By The Star Staff
As the Official Committee of Retirees (COR) reported on Wednesday that it was ceasing operations, the American Federation of State, County & Municipal Employees (AFSCME) asked the Title III court that worked on the commonwealth’s bankruptcy to require the government to honor collective bargaining agreements (CBAs) as part of the exit plan.
Since its creation in 2017 by the U.S. Trustee under the PROMESA Law and the Bankruptcy Code, the Official Committee of Retirees has represented some 167,000 pensioners of the Central Retirement System, Teachers and the Judiciary in the bankruptcy process of Puerto Rico. The COR, however, announced that it was ceasing operations because the order confirming the adjustment plan for the commonwealth “is final, firm and unappealable.”

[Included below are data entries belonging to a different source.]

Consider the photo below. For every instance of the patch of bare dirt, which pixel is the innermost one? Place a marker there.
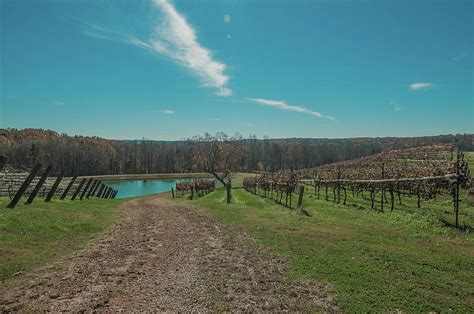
(162, 256)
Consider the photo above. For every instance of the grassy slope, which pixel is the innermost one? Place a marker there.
(407, 259)
(32, 236)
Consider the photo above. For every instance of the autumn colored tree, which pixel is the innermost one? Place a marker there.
(219, 155)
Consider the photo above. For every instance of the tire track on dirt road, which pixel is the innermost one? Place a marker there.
(162, 256)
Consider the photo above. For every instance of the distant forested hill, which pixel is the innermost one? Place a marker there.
(83, 155)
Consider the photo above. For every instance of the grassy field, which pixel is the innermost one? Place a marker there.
(407, 260)
(34, 235)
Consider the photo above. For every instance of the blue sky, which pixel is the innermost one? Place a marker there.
(171, 69)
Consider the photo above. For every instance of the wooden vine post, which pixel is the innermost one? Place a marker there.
(300, 197)
(3, 162)
(78, 189)
(229, 190)
(24, 186)
(383, 190)
(456, 193)
(68, 188)
(53, 189)
(89, 182)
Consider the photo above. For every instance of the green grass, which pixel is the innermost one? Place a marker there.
(407, 260)
(33, 235)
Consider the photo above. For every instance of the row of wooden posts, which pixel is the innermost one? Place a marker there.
(279, 196)
(92, 187)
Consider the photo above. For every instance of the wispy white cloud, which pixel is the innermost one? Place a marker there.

AFSCME argued that employees were being actively harmed as the commonwealth, whose debt adjustment plan was confirmed in March 2022 to restructure some $33 billion in debt and $55 billion in pension liabilities, had failed to execute the CBAs for almost two years.
AFSCME was the only labor organization to support the plan. AFSCME’s early support served as a catalyst for settlements by other stakeholders.

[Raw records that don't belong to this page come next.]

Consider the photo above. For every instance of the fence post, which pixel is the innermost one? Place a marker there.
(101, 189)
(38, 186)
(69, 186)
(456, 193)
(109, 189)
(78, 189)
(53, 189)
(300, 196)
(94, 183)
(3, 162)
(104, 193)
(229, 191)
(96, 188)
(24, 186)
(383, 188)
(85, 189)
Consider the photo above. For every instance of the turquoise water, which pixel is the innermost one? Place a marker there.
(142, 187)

“A critical underpinning of AFSCME’s rationale in being a Plan Support Party was that AFSCME would have five-year CBAs deemed fully-enforceable as of the Plan’s Effective Date,” the union said.
However, that has yet to happen. Employees, for instance, earned an upside bonus of about $11,000 in 2022. Because officials were not implementing the agreements, workers could not use that money for their defined contribution accounts, reducing their retirement savings, AFSCME argued.
AFSCME asked the court to enforce the plan and require that the CBAs be executed.
“AFSCME respectfully submits that judicial intervention is necessary to ensure that thousands of AFSCME-represented public employees continue to serve the commonwealth and its citizens with enforceable collectively bargained-for contract rights,” AFSCME said in a response supporting the consummation of the debt adjustment plan.